I think Solomon’s intended lesson here is pretty unmistakable.
But getting back to my problem, let’s single out the last five words of this scripture.
“Am not I in sport”? What does the Bible teach about teasing? Jesting? Isn’t it true that some of our teasing involves misdirection, dissimulation, and playful deceit? When two people understand that the conversation is in jest, there may be nothing wrong with playing. But when the recipient of the jest, doesn’t understand, or when there are bystanders, and they are in the dark, then the jesting can take on a dark and sinful nature. “Hey, brother,” you say with a big grin on your face, “didn’t I see you going into a tavern last Monday?” You saw him going into just about any restaurant in town, because they all sell wine and beer. You are saying you saw him go into Applebees, but in jest you have put the question another way. And then you add, “Who was that beautiful woman you were with?” Well it happened to be the man’s wife and you know it, but the stranger hearing the conversation doesn’t.
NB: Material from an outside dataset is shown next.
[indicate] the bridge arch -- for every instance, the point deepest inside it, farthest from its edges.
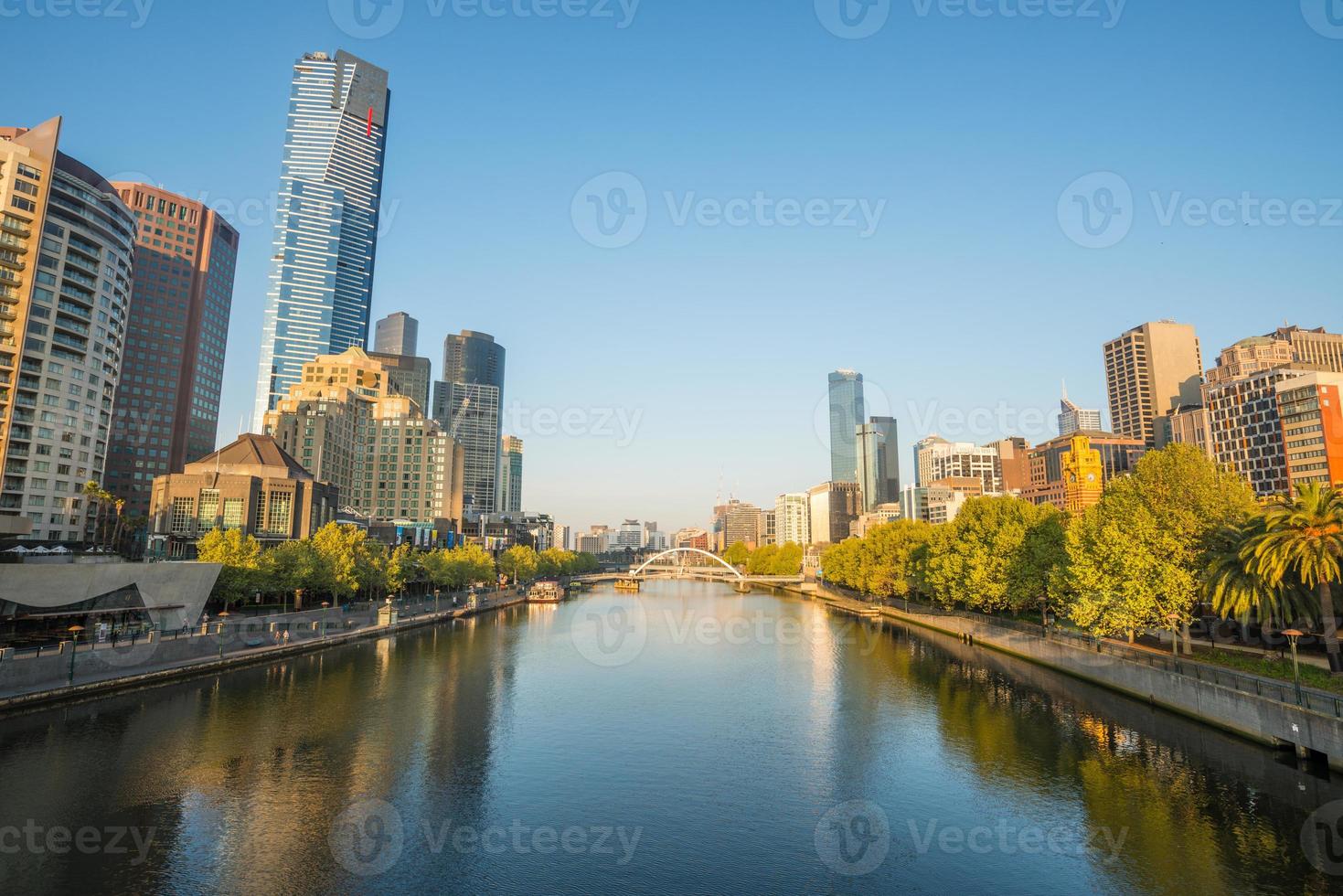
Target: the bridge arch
(704, 554)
There used to be a member here with whom I sometimes traded playful barbs. That person would say something awful about my tie. Knowing it was in jest, I’d reply with something equally caustic. It was in fun and we both enjoyed it, but over time things escalated – it wasn’t just about ties and hair styles. We both found things more and more outrageous to say, and then others started joining in. Finally, I came to my senses, and I told the person that I quit. I’d not play that game any more for the sake of our testimonies, and I haven’t.
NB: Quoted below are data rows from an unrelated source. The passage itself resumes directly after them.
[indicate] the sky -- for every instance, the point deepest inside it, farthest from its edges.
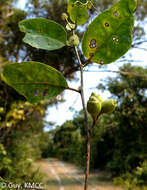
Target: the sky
(60, 113)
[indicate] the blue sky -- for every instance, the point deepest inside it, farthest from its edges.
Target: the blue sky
(61, 112)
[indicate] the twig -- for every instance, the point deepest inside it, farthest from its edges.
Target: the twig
(86, 121)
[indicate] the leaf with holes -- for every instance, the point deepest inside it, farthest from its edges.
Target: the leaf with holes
(109, 37)
(44, 34)
(77, 11)
(36, 81)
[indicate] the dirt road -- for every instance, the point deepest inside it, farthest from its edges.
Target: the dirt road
(64, 176)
Proverbs 15:21 says, “Folly is joy to him that is destitute of wisdom…” Proverbs 10:23 adds – “It is as sport to a fool to do mischief: but a man of understanding hath wisdom.” I’m not declaring myself to be particularly wise to quit our little game. But I came to see that there was some degree of folly in it, and I chose to quit.
Like lying in Revelation 21, simple jesting is put into a really bad light in Ephesians. Turn to Ephesians 5:1 – “Be ye therefore followers of God, as dear children; And walk in love, as Christ also hath loved us, and hath given himself for us an offering and a sacrifice to God for a sweetsmelling savour. But fornication, and all uncleanness, or covetousness, let it not be once named among you, as becometh saints; Neither filthiness, nor foolish talking, nor jesting, which are not convenient: but rather giving of thanks.”
I don’t believe that the Lord necessarily condemns laughter and joy – even on an earthly level. But when our earthly humor and joy become worldly and sinful, it is time to repent and find another path. As Paul says, we are much better off spending our time in thanksgiving than in giving people the business. “Neither filthiness, nor foolish talking, nor jesting, which are not convenient: but rather giving of thanks.”